As for alternatives, I simply don't think there is a suitable interaction or widget that can replace carousels. Eradicating carousels will instead force better content and design decisions—what is the most important content and how can I present it in a meaningful, simple, and accessible way? If my site has caused some people to realise this, it has succeeded.
.net: You’ve mentioned carousels impacting on accessibility, but in what ways does this happen?
JS: Beyond usability frustrations caused by carousels for all users, there are several distinct issues for users with disabilities. For auto-playing carousels, having content automatically disappear can cause loss of focus for screen reader and keyboard users that are reading or have keyboard focus on that content when it animates away. This can force the user back to the top of the page.

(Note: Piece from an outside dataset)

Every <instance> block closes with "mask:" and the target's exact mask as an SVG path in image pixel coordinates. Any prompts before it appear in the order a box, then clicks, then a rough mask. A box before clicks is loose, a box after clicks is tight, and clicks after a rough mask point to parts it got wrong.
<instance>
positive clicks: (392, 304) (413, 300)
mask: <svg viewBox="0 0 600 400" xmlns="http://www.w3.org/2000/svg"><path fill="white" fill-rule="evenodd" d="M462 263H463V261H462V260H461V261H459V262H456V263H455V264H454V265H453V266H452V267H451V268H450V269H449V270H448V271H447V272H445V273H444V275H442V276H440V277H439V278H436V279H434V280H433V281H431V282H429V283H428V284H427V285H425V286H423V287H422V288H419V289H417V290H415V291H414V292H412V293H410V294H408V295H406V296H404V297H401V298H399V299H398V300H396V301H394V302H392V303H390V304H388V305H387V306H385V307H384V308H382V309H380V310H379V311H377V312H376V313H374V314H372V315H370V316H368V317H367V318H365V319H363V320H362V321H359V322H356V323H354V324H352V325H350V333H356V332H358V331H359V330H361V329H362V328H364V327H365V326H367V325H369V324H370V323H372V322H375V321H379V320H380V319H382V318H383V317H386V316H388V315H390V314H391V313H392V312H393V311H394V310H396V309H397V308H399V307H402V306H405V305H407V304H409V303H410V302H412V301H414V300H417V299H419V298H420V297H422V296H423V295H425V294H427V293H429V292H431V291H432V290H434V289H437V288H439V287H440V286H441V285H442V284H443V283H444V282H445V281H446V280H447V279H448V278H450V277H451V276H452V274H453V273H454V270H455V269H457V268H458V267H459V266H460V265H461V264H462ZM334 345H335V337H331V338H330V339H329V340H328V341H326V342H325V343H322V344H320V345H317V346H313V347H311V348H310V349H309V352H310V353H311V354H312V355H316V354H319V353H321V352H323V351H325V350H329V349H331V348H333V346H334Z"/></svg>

There also is no easy way to semantically or programmatically associate the controls for a carousel—often just numbers or dots—with the carousel content. This is especially difficult for users that cannot see the interface. The cognitive load and distraction caused by carousels can be especially difficult for some users with cognitive and learning disabilities.
If, after all this, you decide to implement a carousel, we recommend not having it automatically advance. Give control of the content presentation to the user. If it does auto-advance, provide a pause link or button, and ensure that the carousel pauses if the user hovers their mouse over or sets keyboard focus to the carousel or its controls.
.net: Are there any other regularly used web design components you also think should be consigned to history?
JS: Beyond Flash and a few other things that are already consigned to history, it's very rare that we cannot come up with suitable accessible solutions to complex interactions. If you can justify the presentation and interaction, we can make it accessible, especially using the ARIA (Accessible Rich Internet Applications) specification.
Carousels are a rare exception because they combine so many usability, accessibility, and content issues for all users into one widget. Even if made technically accessible or compliant, functionally, the end user experience is unlikely to be a good one. And hopefully shouldiuseacarousel.com has prompted thought about this and other usability and accessibility concerns.